Не буду лгать, черезчуръ низкихъ пороковъ за Петей не замѣчали: онъ воришкой не былъ; не смотря на шестнадцатый годъ и дурные примѣры отца, никогда онъ по части запретнаго плода-съ не обнаруживалъ стремительности. Завелъ было, правда, нѣсколько интрижекъ съ гимназистками во дворѣ, но вполнѣ — могу свидѣтельствовать — невинныхъ. Уйдетъ съ барышней въ садъ и болтаетъ, болтаетъ, — все о себѣ, разумѣется. «Я сильный, я то, я другое, я на Платона Акимыча страхъ нагоняю, я, — говоритъ, — поступлю въ военную службу, и у меня цѣль въ жизни — быть кавказскимъ генералъ-губернаторомъ. Меня теперь обижаютъ, но всѣмъ когда-нибудь я отомщу. Вы читали о Раулѣ у Дюма: месть — сладкое чувство! Смотрите, какъ у меня уже раздуваются ноздри — только не бойтесь. У Рауля ноздри раздувались гораздо сильнѣе».[2] Въ заключеніе, скажетъ залпомъ какой-нибудь монологъ изъ французскаго романа, ни къ селу, ни къ городу. «M-lle, скромность есть украшеніе нѣжнаго пола, цвѣтокъ, къ которому съ благоговѣніемъ протягиваешь дерзкія руки и не смѣешь сорвать его, поражаемый безсиліемъ, которое есть плодъ уваженія къ слабости»… — все въ этакомъ родѣ. Дурочка слушаетъ, щиплетъ листокъ съ вѣтки и счастлива, счастлива…

Выдержалъ, наконецъ, Петя экзаменъ, и я отказался отъ удовольствія воспитывать его: Иванъ Артамонычъ, по моему совѣту, отдалъ Петю въ пансіонъ. Встрѣтилъ я его потомъ, только ужь лѣтъ черезъ восемь. Выросъ, располнѣлъ, красавцемъ сталъ писанымъ; одно — зубы скверные: засмѣется, противно смотрѣть! Спросилъ его, какъ ему живется, что подѣлываетъ? — «А живу, — отвѣчаетъ, — отлично; какъ вамъ извѣстно, папаша скапутился[3], оставилъ мнѣ заложенное и перезаложенное имѣніе; изъ университета меня исключили; занимаюсь самообразованіемъ, прочиталъ Бокля, Дарвина, Милля; вообще все прочиталъ, что стоитъ; веду революціонную пропаганду». Посмотрѣлъ я на него пристальнѣе: на немъ, дѣйствительно, красная рубаха — видно, что не одобряетъ существующаго порядка вещей.

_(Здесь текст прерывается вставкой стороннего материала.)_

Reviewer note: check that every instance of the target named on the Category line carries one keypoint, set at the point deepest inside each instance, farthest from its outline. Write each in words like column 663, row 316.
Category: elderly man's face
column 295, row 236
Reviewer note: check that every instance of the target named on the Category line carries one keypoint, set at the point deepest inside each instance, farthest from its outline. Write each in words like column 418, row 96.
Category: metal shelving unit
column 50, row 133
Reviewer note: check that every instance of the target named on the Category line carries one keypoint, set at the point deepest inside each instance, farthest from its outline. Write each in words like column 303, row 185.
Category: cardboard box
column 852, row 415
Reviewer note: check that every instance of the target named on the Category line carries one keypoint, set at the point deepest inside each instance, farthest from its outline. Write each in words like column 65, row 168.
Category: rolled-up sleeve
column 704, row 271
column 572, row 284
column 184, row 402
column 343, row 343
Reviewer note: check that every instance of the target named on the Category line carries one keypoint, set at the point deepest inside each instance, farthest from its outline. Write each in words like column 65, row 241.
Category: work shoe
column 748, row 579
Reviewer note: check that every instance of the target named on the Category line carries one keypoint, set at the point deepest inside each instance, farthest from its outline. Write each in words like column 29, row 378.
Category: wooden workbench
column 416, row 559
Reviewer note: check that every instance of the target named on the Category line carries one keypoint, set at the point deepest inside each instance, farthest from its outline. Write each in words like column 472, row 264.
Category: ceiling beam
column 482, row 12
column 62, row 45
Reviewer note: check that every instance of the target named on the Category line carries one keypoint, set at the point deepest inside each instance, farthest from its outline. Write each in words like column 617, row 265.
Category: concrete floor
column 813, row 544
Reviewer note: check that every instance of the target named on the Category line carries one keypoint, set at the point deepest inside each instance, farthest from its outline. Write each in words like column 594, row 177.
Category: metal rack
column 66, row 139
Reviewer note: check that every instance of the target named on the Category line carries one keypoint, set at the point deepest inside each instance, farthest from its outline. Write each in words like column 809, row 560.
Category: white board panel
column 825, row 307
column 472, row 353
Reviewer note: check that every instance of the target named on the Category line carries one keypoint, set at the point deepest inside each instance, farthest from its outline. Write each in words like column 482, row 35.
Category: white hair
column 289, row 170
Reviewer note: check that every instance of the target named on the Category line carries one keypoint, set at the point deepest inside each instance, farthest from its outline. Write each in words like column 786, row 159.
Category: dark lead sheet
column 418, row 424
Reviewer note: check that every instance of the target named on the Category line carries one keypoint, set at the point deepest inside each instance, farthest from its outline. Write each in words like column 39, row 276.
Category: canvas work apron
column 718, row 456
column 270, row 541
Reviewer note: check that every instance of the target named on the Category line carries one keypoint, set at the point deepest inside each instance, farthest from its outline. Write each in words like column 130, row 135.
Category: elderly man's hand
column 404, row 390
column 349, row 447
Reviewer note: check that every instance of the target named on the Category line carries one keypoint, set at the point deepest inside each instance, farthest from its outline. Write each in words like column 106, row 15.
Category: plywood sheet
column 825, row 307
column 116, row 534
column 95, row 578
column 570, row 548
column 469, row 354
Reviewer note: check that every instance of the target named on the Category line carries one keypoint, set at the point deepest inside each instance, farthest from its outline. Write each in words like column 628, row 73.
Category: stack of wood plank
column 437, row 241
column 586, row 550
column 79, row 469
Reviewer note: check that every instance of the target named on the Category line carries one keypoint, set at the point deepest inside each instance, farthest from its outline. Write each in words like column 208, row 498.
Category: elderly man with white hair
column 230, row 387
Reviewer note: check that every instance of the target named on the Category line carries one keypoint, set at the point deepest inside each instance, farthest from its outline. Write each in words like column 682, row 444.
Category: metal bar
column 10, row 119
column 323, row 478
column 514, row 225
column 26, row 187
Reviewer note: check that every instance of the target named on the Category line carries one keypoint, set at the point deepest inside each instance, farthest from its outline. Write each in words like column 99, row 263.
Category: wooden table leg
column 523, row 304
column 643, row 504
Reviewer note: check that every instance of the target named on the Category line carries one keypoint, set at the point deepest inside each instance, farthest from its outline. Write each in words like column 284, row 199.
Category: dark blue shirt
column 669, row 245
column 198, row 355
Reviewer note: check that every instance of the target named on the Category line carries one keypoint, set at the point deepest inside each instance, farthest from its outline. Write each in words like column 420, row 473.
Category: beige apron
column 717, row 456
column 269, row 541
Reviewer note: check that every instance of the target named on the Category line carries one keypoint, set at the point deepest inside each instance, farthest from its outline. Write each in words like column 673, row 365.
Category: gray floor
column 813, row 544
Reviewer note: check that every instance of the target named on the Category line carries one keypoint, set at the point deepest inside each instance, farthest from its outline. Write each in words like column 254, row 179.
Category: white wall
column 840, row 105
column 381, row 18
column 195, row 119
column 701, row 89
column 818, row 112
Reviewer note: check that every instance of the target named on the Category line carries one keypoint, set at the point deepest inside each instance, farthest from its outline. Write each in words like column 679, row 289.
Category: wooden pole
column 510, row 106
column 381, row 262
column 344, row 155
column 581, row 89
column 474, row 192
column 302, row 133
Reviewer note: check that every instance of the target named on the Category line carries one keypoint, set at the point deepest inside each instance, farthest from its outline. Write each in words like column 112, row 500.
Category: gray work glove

На головѣ шотландская шапочка съ развѣвающимися по плечамъ лентами, въ рукахъ толстая палка, полосатый плэдъ, и обутъ онъ въ лакированные башмаки съ пряжками. «Когда-жъ вы успѣли, — спрашиваю, — революціонеромъ сдѣлаться?» — «А какъ только въ пансіонъ поступилъ, сейчасъ же и занялся разбрасываніемъ сѣмянъ. Революція родилась со мной. Я всегда протестовалъ. Крѣпостной строй глубоко возмущалъ меня еще, можно сказать, въ колыбели. Слезы народа жгли мнѣ сердце, отецъ представлялся мнѣ всегда какимъ-то палачемъ. Пламень костра — вотъ мое всегдашнее душевное состояніе. Мщеніе, мщеніе исчадіямъ тьмы! — вопіяло во мнѣ благородное чувство, свойственное моей юношеской природѣ, и я клялся солнцемъ, что скоро жадно выцѣжу по каплѣ черную кровь народныхъ мучителей. Меня признали, я взялъ красное знамя и твердо несу его, не взирая ни на городовыхъ, ни на исправниковъ». — «Вотъ какъ, да вы страшный человѣкъ, Петя! Все-таки берегитесь! неровенъ часъ, въ острогъ посадятъ. Кто же васъ призналъ?» — «Всѣ, — отвѣчаетъ, — Сеня Пустодонтовъ, Лиза Крикухина»… — «Хорошо, — говорю, — если этотъ Сеня и эта Лиза въ родѣ васъ: большой бѣды не будетъ; а ежели порядочные и серьезные молодые люди — жаль. Вы ихъ погубите, потому что вы хуже всякаго шпіона, простите за откровенность!» Онъ расхохотался. «Жертвы нужны! Но нѣтъ, изъ-за меня никто не пострадаетъ — я умѣю молчать, гдѣ нужно. Къ тому же, пока миссія моя ограничивается мирными рамками: я веду счетъ народнымъ скорбямъ. Мщеніе свершится, но послѣ того, какъ будетъ подсчитана послѣдняя слеза». Весьма туманныя намѣренія-съ.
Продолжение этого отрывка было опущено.